Transitions between Volume-Localized Electron Quantum Levels of Fullerene C60 Ion

TL;DR

This paper analytically investigates volume-localized electron quantum levels in fullerene C60 ions, revealing their properties, interaction with electrons, and potential for coherent radiation, advancing understanding of fullerene ion electronic structure.

Contribution

It introduces a simplified spherical model for fullerene ions to analyze volume-localized electron levels and their interactions, including transition dipole moments and recombination cross-sections.

Findings

Volume-localized electron levels exist inside fullerene ions.

Electron capture probabilities to VLELs are higher than to SLELs.

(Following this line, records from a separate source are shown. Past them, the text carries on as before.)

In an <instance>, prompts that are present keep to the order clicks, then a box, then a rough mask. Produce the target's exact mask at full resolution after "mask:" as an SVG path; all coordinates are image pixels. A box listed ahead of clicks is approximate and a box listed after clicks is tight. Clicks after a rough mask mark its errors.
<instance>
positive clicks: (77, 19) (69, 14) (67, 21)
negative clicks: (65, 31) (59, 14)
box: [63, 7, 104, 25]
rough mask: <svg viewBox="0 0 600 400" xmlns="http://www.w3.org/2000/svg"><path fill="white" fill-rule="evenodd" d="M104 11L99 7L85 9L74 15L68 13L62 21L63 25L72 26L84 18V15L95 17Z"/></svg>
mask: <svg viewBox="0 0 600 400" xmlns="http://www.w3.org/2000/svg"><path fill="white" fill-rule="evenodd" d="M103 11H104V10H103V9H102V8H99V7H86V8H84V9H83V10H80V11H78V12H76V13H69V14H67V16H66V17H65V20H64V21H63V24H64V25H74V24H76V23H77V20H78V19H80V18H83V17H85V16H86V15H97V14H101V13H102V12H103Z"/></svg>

Dipole moments for transitions vary from 0.2 to 5 atomic units.

Abstract

The excited short-lived volume-localized electron quantum levels (VLELs) existent due to Coulomb potential well inside positive ion are analytically investigated in the paper using a simplified spherical fullerene model. Hence, those electron levels appear exclusively after the ionization of neutral fullerene taking into account the unique geometrical shape of sphere. The existence of those levels is argued, and their basic parameters (the energy levels, the wave eigenfunctions) are approximately calculated. The wave functions of VLELs are basically localized inside fullerene ion sphere (with a maximum amplitude in the centre) in contrast to ordinary surface-localized electron levels (SLELs) having a wave functions in the vicinity of fullerene sphere formed by the cluster composed of carbon ions. Contrary to VLELs, the wave functions of SLELs are present both in charged and neutral fullerene. The analysis of electron beam interaction with the medium consistent of fullerenes ions is conducted as the application of the methods developed. The analytical dependencies of free electron recombination cross-sections for the capture to the volume-localized electron levels are obtained. It is shown that the probabilities of electron capture to these VLELs are considerably larger compared to capture to SLELs. Also, the calculational results of dipole moments for quantum transitions from fullerene ions VLELs to other VLELs and to SLELs with spontaneous photon emission are also presented in the paper. The calculated dipole moments depend on fullerene ionization extent, initial and final electron states, and are varied from about 0.2 to 5 in atomic system of units. Finally, the principal possibility of coherent radiation generation on fullerene ions VLELs is discussed.